As bandwidth requirements of communication networks continue to rise, wavelength division multiplexing is being used increasingly to aggregate the traffic of many users onto the optical fiber of backbone networks. For example, using a wavelength division multiplexer (WDM), Eighty or more separate wavelengths or channels of data can be multiplexed into a light signal transmitted on a single optical fiber. If each channel carries 2.5 Gbps (billion bits per second), up to 200 billion bits per second can be delivered on the single optical fiber.
However, in wavelength division multiplexing systems, the signal power levels transmitted in an optical fiber depend on the wavelengths. These inter-wavelength discrepancies in optical power levels are caused in part by the use of optical amplifiers, such as erbium-doped fiber amplifiers (EDFAs). The use of EDFAs has revolutionized fiber optics, as they enable WDM data transport over thousands of kilometers. Unfortunately, as EDFAs do not inherently have a flat gain spectrum, there is the problem of uneven gain for different wavelengths. Variable Optical Attenuators (VOAs) provide a solution to this problem by attenuating different wavelengths by different amounts, therefore flattening the gain spectrum.
FIG. 1 is a schematic of an exemplary prior aft application of a variable optical attenuator (VOA). A multiple number of VOAs, e.g., 110-1, 110-2, and 110-3, each receive an input wavelength, e.g., λ1, λ2, and λn, respectively. The VOAs attenuate the power of each input wavelength by different amounts and then transmit the attenuated wavelengths to the WDM 112 to be multiplexed into a multi wavelength light signal. This multi wavelength light signal is the amplified by an EDFA optical amplifier 114 and output to a fiber optic cable for transmission. The attenuation for each VOA has been chosen to compensate for the uneven gain spectrum of the optical amplifier 114.

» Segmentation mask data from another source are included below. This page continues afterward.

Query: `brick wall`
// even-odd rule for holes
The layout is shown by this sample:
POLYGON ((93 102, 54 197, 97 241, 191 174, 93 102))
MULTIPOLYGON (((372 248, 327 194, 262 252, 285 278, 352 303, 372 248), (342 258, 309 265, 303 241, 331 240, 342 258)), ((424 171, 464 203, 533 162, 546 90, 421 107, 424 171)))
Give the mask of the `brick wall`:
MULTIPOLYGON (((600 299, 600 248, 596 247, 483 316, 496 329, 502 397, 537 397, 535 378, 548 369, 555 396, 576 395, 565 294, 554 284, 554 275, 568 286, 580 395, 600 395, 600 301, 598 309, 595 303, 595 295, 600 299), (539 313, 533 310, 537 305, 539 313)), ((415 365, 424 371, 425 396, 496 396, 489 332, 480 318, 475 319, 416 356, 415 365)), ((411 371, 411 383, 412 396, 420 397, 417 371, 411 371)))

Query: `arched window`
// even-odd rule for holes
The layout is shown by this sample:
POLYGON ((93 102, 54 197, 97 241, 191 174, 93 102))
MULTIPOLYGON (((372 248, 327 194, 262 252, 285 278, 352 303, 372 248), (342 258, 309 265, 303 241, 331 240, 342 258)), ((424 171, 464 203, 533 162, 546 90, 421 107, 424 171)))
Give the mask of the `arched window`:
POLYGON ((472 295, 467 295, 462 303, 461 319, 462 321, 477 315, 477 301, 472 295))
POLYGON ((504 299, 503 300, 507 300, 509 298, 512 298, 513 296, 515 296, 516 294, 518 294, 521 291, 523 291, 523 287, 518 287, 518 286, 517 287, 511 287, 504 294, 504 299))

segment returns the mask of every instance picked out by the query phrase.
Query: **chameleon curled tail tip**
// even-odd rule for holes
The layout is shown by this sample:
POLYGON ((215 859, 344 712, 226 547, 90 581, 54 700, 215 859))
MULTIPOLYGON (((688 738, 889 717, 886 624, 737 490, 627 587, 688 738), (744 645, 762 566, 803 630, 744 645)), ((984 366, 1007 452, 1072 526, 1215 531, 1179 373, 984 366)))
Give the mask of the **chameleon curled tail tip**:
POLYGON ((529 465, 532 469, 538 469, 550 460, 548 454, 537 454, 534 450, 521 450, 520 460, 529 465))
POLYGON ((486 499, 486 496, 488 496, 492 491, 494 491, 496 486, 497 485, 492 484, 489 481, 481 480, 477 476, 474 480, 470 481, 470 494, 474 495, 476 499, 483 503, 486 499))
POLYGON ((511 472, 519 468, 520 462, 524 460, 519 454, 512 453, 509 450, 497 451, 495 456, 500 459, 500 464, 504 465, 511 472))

VOAs in current use include either Mach-Zender interferometers which use a thermo-optic effect to cause variation in attenuation or an electronically controlled mechanical means to cause variation in attenuation. One of the significant disadvantages of these typical VOAs is the speed (i.e., long settling or slow response times). Hence for the fast optical switching networks, which need high speed power adjustments on the order of about one nanosecond (1 GHz), current VOAs are inadequate. Therefore what is needed is a VOA with high speed attenuation adjustment that can support fast optical switching networks.